Friday 28 November 2014

Joel Miller mixes American roots and Latin jazz in his contemporary sound

WATERLOO ON., Friday, Nov. 28 --- Joel Miller's saxophone case comes packed with inspiration from the Appalachian Mountains, the Mississippi Delta and the folk revival of the early 1960s.


“I love to hear Doc Watson, and blues and actually been doing a bit of that here," Miller says. "Been trying to get into these songs, and playing guitar and learning to sing these songs."

He finds the simplicity inspiring and compelling. (www.joelmillermusic.com).

"When I compose and when I play, I try to sort of keep this simplicity," Miller says.  "That attracts me to that music and that’s what I am trying to bring into the complexity of jazz.  Because people are always talking about  jazz and  how they don’t understand.  I am trying to draw on that visceral aspect of folk music and bring it into the music that I write.”

Having a Cuban cajon player in the band also injects some Latin Jazz into the sound.

The 45-year-old tenor saxophonist from Montreal brings his quintet to The Jazz Room, Saturday, Nov. 29 following a series of shows in the Cultural Houses all over the Island of Montreal. Miller and his band Honeycomb played in the Rideau Showcase last winter in Quebec City.  They won, and the prize was a series of shows in the 24 music venues.

"But the exciting thing about it is we have all this new material, new stuff that I have been writing and arrangements, all this stuff," Miller says in an interview with New City Notes.  "We are growing as a band."

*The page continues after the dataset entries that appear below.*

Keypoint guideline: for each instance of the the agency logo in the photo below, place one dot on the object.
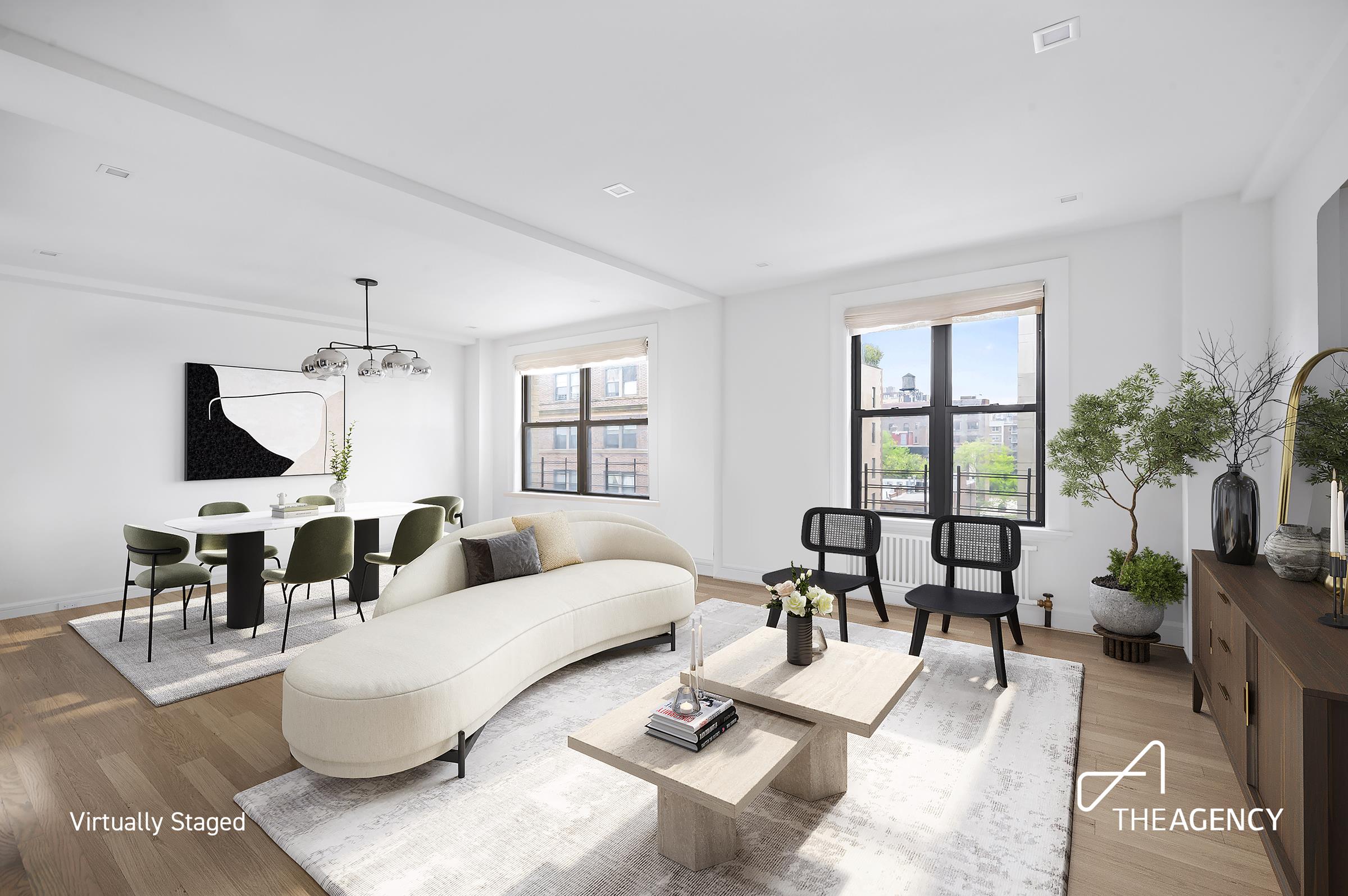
(1196, 820)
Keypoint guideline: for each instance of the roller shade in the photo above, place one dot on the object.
(954, 308)
(581, 356)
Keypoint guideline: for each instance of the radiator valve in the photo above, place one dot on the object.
(1046, 603)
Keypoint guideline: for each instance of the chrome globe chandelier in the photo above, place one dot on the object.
(399, 364)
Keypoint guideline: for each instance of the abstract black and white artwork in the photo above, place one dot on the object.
(246, 422)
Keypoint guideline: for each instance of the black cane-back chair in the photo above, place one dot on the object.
(979, 543)
(839, 530)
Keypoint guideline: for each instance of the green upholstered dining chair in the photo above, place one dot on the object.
(163, 554)
(324, 551)
(453, 507)
(417, 531)
(211, 549)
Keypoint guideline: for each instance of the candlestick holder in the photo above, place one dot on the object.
(1338, 576)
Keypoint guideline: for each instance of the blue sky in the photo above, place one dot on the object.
(985, 358)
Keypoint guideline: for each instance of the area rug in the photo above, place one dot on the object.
(188, 665)
(964, 792)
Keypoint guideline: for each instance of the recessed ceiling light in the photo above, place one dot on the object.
(1057, 34)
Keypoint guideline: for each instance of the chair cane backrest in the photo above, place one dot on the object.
(324, 549)
(417, 531)
(210, 542)
(153, 541)
(976, 542)
(840, 530)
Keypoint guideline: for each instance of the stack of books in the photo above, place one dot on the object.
(286, 511)
(693, 732)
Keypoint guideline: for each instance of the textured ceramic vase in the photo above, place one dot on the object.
(1122, 615)
(339, 495)
(800, 632)
(1235, 518)
(1297, 553)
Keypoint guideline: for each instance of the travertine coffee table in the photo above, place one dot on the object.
(850, 689)
(792, 736)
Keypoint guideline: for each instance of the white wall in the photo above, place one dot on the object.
(92, 414)
(1124, 293)
(685, 417)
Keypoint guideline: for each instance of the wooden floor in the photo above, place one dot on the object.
(75, 736)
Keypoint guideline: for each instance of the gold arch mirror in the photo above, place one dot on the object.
(1311, 374)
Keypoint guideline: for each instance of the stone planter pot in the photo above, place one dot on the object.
(1297, 553)
(1121, 614)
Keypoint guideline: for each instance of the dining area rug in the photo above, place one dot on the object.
(186, 665)
(966, 790)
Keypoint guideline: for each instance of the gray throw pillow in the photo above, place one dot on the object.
(493, 560)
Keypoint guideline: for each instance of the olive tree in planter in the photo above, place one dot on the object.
(1118, 444)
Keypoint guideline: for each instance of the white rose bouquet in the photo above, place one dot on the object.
(799, 597)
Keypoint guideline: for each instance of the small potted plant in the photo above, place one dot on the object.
(1118, 444)
(803, 603)
(340, 465)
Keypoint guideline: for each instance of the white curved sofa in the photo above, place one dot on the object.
(439, 659)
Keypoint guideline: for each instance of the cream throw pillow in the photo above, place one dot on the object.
(552, 531)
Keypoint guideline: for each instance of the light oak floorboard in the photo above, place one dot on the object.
(76, 736)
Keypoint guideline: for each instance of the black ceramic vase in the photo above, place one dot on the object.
(1235, 516)
(800, 630)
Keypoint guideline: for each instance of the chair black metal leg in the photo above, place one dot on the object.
(1014, 621)
(998, 657)
(126, 584)
(285, 632)
(918, 632)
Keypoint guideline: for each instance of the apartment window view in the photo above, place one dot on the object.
(585, 430)
(948, 418)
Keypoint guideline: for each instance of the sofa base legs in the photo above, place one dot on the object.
(460, 753)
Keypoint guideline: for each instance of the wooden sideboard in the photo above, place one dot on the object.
(1277, 685)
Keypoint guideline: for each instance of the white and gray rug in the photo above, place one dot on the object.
(188, 665)
(964, 792)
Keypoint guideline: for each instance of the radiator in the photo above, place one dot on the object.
(907, 563)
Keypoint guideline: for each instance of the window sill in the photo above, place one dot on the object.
(588, 499)
(1030, 536)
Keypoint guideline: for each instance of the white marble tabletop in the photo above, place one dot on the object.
(263, 520)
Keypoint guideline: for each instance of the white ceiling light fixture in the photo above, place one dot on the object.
(1057, 34)
(397, 365)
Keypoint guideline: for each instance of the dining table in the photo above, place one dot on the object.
(246, 537)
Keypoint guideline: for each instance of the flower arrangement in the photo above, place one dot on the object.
(799, 597)
(340, 460)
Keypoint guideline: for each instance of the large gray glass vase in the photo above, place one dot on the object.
(1235, 516)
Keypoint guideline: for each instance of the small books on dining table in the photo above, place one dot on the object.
(693, 732)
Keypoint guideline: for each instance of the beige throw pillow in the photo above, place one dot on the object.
(552, 531)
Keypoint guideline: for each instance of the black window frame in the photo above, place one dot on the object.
(583, 423)
(940, 413)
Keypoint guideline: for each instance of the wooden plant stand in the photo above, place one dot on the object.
(1127, 647)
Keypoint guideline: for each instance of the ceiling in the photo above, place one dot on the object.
(457, 152)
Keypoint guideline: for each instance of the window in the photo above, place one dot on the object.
(585, 430)
(960, 413)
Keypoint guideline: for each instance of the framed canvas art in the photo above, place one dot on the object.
(247, 422)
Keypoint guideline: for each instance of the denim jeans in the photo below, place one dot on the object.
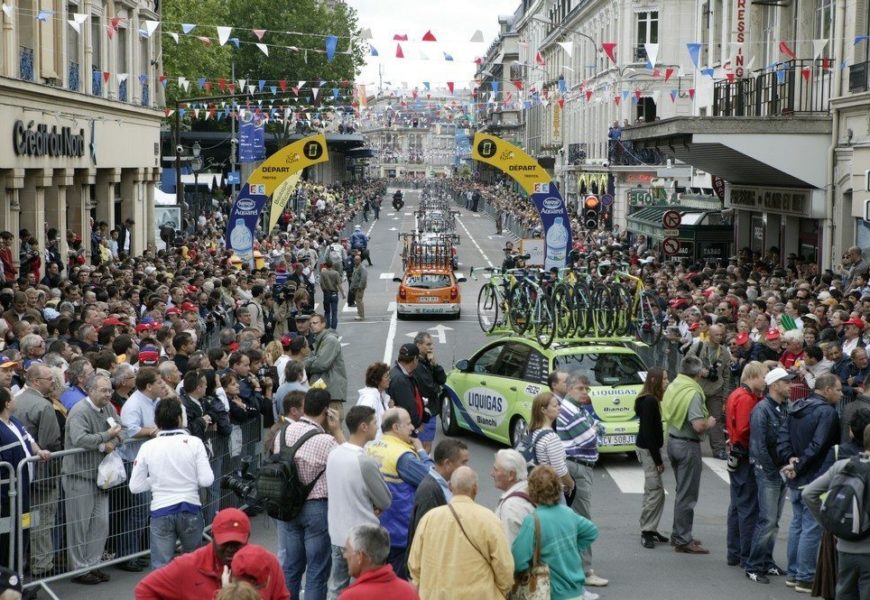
(804, 535)
(771, 498)
(339, 577)
(165, 531)
(307, 551)
(330, 309)
(742, 513)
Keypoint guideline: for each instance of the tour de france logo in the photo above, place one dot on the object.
(487, 148)
(312, 150)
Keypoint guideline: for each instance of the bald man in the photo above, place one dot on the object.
(461, 546)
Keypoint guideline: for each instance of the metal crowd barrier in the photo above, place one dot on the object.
(65, 526)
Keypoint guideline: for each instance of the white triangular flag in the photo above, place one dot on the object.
(224, 34)
(652, 53)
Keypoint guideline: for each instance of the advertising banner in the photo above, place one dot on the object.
(535, 180)
(262, 183)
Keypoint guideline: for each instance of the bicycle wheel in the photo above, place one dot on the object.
(520, 309)
(544, 321)
(563, 310)
(488, 308)
(648, 329)
(621, 309)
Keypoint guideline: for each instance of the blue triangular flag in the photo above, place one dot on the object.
(331, 43)
(694, 52)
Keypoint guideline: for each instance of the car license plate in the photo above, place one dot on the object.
(618, 440)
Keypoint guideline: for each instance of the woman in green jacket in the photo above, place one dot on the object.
(564, 534)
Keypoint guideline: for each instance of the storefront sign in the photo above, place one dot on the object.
(37, 140)
(779, 200)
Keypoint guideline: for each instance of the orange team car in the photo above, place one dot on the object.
(429, 286)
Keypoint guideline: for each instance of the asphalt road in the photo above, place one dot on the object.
(635, 573)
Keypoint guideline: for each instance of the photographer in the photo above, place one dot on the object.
(715, 373)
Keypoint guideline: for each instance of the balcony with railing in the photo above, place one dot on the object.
(25, 63)
(73, 81)
(795, 87)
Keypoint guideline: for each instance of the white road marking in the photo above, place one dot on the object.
(718, 467)
(474, 241)
(391, 334)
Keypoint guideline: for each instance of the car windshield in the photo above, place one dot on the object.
(428, 281)
(604, 369)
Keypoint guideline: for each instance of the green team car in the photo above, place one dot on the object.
(491, 393)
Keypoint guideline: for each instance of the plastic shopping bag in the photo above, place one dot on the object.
(111, 471)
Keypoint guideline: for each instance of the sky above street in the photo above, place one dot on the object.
(452, 23)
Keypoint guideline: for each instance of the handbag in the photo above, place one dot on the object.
(482, 555)
(534, 583)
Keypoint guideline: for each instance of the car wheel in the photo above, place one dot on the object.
(448, 419)
(518, 431)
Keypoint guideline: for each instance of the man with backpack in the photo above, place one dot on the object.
(809, 431)
(357, 490)
(305, 537)
(844, 487)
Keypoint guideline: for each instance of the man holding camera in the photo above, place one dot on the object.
(715, 360)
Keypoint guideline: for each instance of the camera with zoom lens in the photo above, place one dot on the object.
(713, 371)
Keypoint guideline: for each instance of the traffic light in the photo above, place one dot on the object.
(591, 207)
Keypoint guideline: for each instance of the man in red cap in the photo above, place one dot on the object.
(198, 574)
(260, 568)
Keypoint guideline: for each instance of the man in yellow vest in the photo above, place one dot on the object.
(404, 464)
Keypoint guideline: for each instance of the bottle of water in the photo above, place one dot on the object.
(241, 239)
(557, 243)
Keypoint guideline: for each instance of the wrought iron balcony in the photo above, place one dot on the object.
(73, 81)
(25, 63)
(794, 87)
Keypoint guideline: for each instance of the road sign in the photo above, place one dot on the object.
(671, 219)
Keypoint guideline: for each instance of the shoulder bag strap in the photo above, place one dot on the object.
(473, 545)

The Saturday show at The Jazz Room has Miller on tenor sax, John Roney on piano (“A total monster piano player”),  Fraser Hollins on bass, Kullak Viger Rojas on cajon and congas, and Kiko Osorio on drums and percussion.

Miller is among Canada's leading jazz composers, performers and recording artists. He won the 2013 Juno  for best jazz CD.

“It was really cool. Getting the Juno Award was incredible," Miller says. "To have recognition after working my butt off for all these years.  To get recognition and an award like that, it was pretty amazing."

The son of a composer who taught at Mount Allison University in New Brunswick, Miller grew up in a musical family in Sackville. His mother was into jazz and listened to it all the time. His parents decided he would play the saxophone.

 "As soon as I played the first note, it was instant. Instant sort of, it felt right, you know, and I just started taking lessons, and got into jazz listening to the radio, to Gilles Laframboise’s show every night," Miller says.

"I listened to that religiously, and heard Monk, and Coltrane, and Coleman Hawkins, Wayne Shorter, Cannon Ball Adderley. He played everything. And then from there I got into jazz through the saxophone and I started taking lessons from a saxophone player named Donny Palmer who was based in Halifax.  He encouraged me," Miller says.

There was a bass player in Antigonish named Skip Beckwrith who was also a big influence on Mller. There were also a lot of jazz workshops at Saint FX, and he attended as many as possible.
“I went there when I was about 15-years-old, and met a lot of jazz students there, and a lot of people to this day remember me.  Like when I was there I came and played, I was like 15-years-old.  Through that I met Kevin Dean and Gordon Foot.”

Dean and Foot later went to teach at McGill in Montreal. When Miller was graduating from high school he headed for Montreal to play on the streets during the jazz festival.
"We actually made quite a lot of money coming to Montreal when I was a teenager, like 16 or 17. It gave me a real taste for the City of Montreal, and jazz music and the jazz festival," Miller says.

"That was like ’85 or ’86. It was really cool back then, it used to be on St. Denis Street. You could drink on the street and there wasn’t all this stupid sponsorship," Miller says. "Now it’s another scene entirely.  The jazz festival is not at all what it used to be.”

The trips to the Montreal Jazz Festival as a teenager and the busking made impacts on Miller that last to this day.

“It has always been, in the summer time, a great vibe and all that. And as a kid it was just like, wow, this is so cool and so much more interesting than where I grew up. So I got a feel for the city and I studied at McGill University," Miller says.

He graduated in 1996.

These days Miller is leading three different bands.  He lives in St-Henri, a historic neighbourhood made famous by Oscar Peterson and Oliver Jones.  Peterson wrote a beautiful piece called Place St-Henri. In Peterson's day the neighbourhood was full of factories and working-class families.  Now it is gentrifying with expensived lofts in the old industrial buildings along the Lachine Canal.

Miller's show Saturday is his first in The Jazz Room.

"I really look forward to playing at The Jazz Room.  And it sounds like people are really taking care of business there. I am thrilled about that.”